去年からじっくり観察しているが、ヴァージンシネマズ海老名の時間割が実際の人気から外れたのは「たそがれ清兵衛」しかない。これはなぜかというと、海老名で映画を観る人の平均年齢がかなり若いからだ。おそらく単純平均すると20代中盤になるだろう。高校生がとても多いから、平均年齢がグッと下がるのである。

新しくできたヴァージンシネマズ六本木も比較検討してみるといいかな。おそらく六本木の場合はビジネスマンも多いはず。ということは、夜の部が勝負だろう。夜の部を1週間で削られるようなら不人気決定と見て間違いない。

話は変わるが、今日は映画【ソラリス】を観てきた。

これはSF映画で、宇宙ステーションが主な舞台になっている。原作を読んだ記憶があるのだが、こんな話だったかな? まったく初めての物語のように感じた。

登場人物がとても少なくて、男二人、女二人の他は出番もセリフもほとんどない。非常に地味な映画で、悪者や怪物が出てこないからアメリカでは不人気だったようだ。

どういう映画か解説するのは非常に難しいが、敢えて言うなら「現実とは」「地球とは」「永遠とは」「愛とは」「死とは」・・・などの哲学的なテーマだったような気がする。

この映画は観る人によって、感想が全く違うだろう。観て楽しむと言うより、映画を見終わったあと、いろいろ考えるのが楽しい映画というカンジだ。

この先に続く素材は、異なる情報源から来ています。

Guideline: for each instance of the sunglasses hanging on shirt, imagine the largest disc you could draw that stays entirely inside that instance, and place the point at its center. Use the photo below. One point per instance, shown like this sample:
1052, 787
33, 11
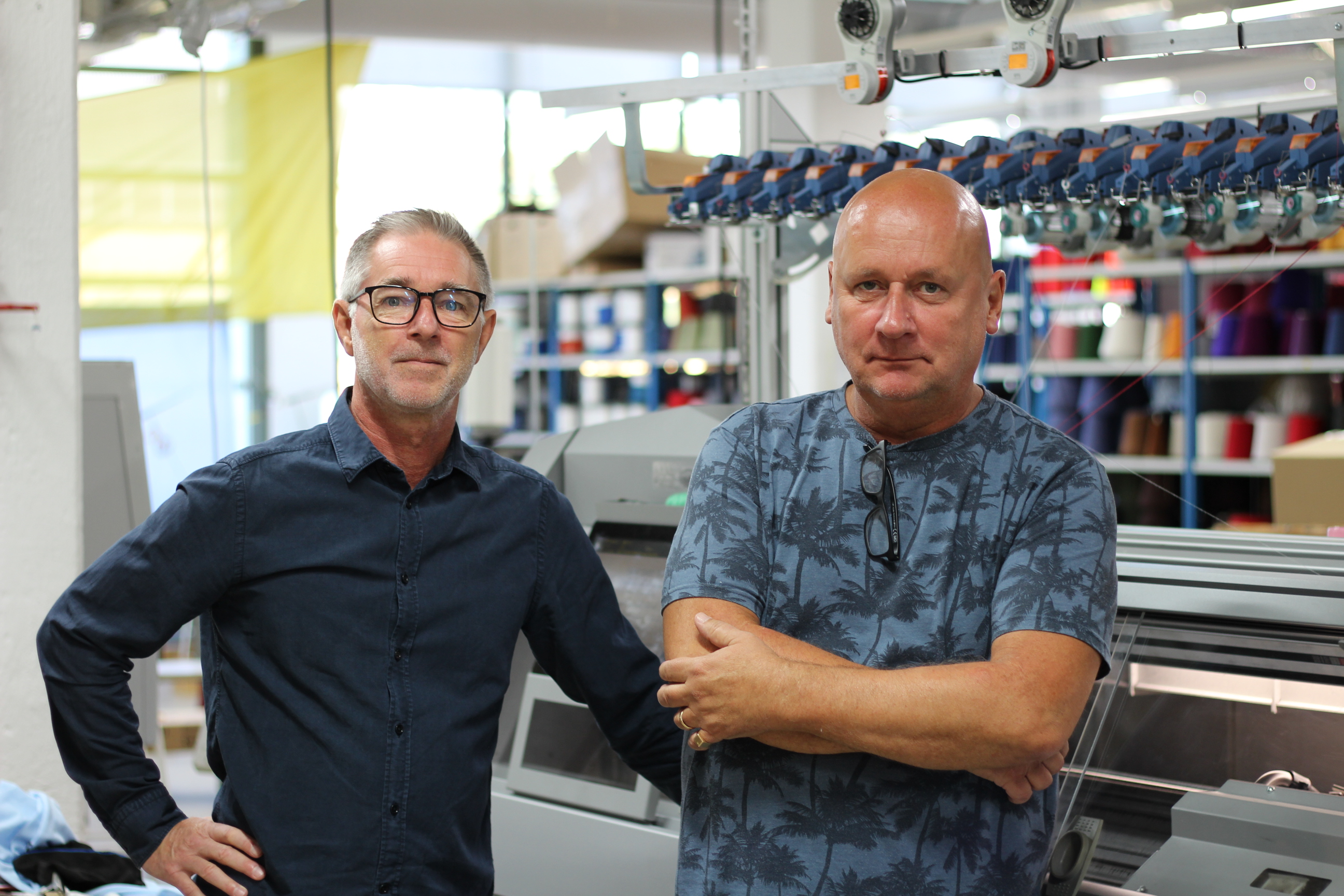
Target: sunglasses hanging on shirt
881, 531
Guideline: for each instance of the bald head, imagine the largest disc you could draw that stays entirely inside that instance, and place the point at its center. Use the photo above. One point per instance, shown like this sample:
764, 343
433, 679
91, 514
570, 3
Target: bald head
913, 295
917, 201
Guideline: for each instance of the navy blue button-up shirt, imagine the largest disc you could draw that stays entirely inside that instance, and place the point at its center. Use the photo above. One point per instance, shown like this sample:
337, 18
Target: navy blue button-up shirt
357, 638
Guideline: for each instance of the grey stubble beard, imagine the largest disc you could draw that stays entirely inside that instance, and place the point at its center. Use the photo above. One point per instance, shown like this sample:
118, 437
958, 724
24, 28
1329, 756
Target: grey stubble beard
371, 376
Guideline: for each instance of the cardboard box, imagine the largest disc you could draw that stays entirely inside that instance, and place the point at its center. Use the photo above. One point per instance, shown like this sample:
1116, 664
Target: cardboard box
600, 215
507, 242
1309, 481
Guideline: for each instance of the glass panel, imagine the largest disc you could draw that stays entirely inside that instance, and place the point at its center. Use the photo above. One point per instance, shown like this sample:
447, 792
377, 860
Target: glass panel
1190, 704
566, 740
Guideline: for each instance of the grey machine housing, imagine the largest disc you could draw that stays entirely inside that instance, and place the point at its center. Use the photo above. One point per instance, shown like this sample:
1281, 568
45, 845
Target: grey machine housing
561, 835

とにかく不思議だらけ。映画そのものはね。何を言いたいのか良くわからないし、見たものの中で、何が現実なのかも良くわからない。いったい地球上で起こっている事って、現実なのだろうか?

もしそうだとしても、広い宇宙には、人間の想像をはるかに超えた世界があるのではないだろうか? 死に支配された世界の他に、とても地球上の言葉では言い表せない何かが・・・

地球上での存在意義すら吹っ飛んでしまう何かが・・・

まあ、いろいろ考えることはできるけど、この映画は難解で派手さもない。恐らく日本でも不人気で終わるだろう。アクションや派手なバーチャルリアリティーを期待するなら見ない方がいい。

6月28日 追記

案の定、公開後1週間で【ソラリス】はレイトショー(1,200円)の1回に時間割を減らされた。